海外AIエージェントの気まぐれ一つで消し飛ぶ日本の生活基盤
ミサイル一発を撃つには莫大な予算と準備が必要だが、ミュトスのようなAIを走らせれば、24時間365日、世界中から同時に、しかも低コストで日本のインフラを攻撃し続けることができる。
実は現在、米国のNSAなど安全保障機関では、すでにミュトスが実戦配備され、自国のインフラの脆弱性スキャンを開始しているといわれる。この「米政府・アンソロピック連合」から、日本向けの防御ライセンスを確保することを日本政府は狙っているようだ。自国でミュトス級のAIをゼロから開発するよりは、ミュトスをレンタルして、「今そこにある危機」を凌ぐという選択が、日本政府にとっての“現実解”となっている。

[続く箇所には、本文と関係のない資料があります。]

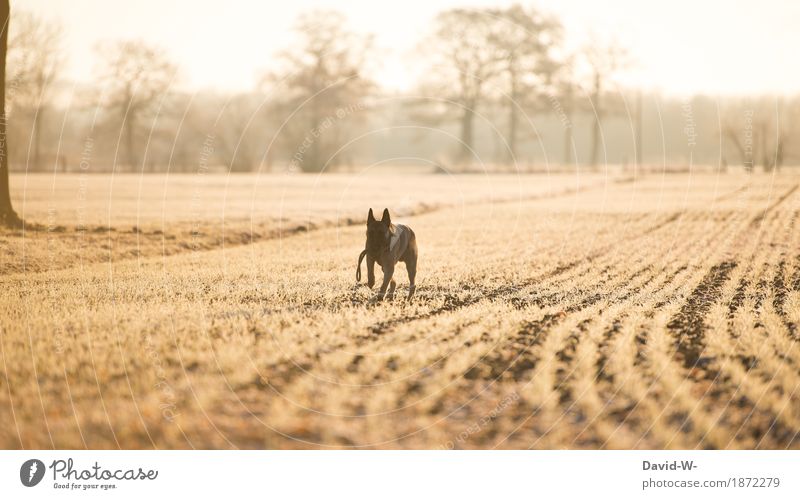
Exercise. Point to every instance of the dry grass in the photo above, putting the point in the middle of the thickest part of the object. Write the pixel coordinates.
(551, 312)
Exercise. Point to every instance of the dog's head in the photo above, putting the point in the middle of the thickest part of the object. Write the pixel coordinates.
(378, 232)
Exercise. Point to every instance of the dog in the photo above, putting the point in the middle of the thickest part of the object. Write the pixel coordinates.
(388, 244)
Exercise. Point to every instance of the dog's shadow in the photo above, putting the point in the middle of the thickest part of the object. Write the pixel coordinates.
(360, 294)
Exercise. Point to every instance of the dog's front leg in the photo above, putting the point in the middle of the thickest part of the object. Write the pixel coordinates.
(370, 271)
(388, 272)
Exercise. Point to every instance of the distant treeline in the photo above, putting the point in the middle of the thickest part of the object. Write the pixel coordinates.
(501, 93)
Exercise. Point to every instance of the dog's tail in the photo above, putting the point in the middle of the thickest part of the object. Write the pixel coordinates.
(358, 269)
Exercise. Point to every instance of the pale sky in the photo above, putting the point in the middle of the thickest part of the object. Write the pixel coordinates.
(681, 47)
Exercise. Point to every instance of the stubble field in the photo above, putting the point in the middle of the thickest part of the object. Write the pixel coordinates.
(552, 311)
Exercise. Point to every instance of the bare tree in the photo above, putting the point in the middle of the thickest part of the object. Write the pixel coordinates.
(523, 41)
(34, 62)
(603, 61)
(465, 63)
(325, 89)
(136, 76)
(7, 214)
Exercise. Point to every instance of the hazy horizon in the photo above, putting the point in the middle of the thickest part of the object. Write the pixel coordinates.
(680, 48)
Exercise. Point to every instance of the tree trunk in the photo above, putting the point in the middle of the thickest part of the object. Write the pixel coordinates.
(7, 214)
(513, 117)
(595, 139)
(129, 145)
(597, 122)
(37, 141)
(466, 151)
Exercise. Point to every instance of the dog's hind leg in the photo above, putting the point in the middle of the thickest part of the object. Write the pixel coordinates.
(370, 271)
(411, 266)
(388, 272)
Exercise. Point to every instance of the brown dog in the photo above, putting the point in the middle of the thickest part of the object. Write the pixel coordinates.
(388, 244)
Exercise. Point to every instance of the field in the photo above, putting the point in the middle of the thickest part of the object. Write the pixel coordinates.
(552, 311)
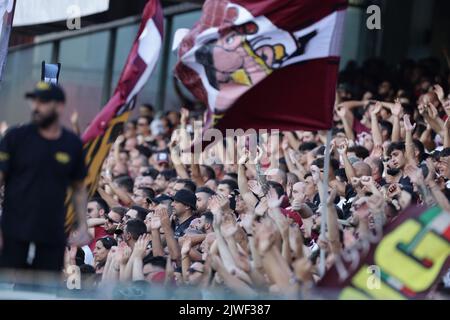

むろん、日本がこの「最強の盾」を保持し続けるには、米国企業に対して永続的に膨大なライセンス料やインフラ使用料を支払い続けることが必要になるだろう。いわばデジタル上の主権を米国のAIに預けるようなものだ。
「平和の道具」としてのAIという理想の裏で、着々と進む「AIによる軍事・経済の再編」を、我々は目撃している。この危うい賭けに勝つためには、米国の技術を買うだけでなく、日本自身のAI開発力を急ピッチで伸ばしてゆくしかない。
もはや「サイバーセキュリティ」は、一部の専門家や企業の課題ではなくなった。預金通帳の数字が、そして今夜の明かりが、海の向こうのAIエージェントの気まぐれ一つで消えてしまうかもしれない──そんな脆弱な基盤の上に、我々の日常は乗っている。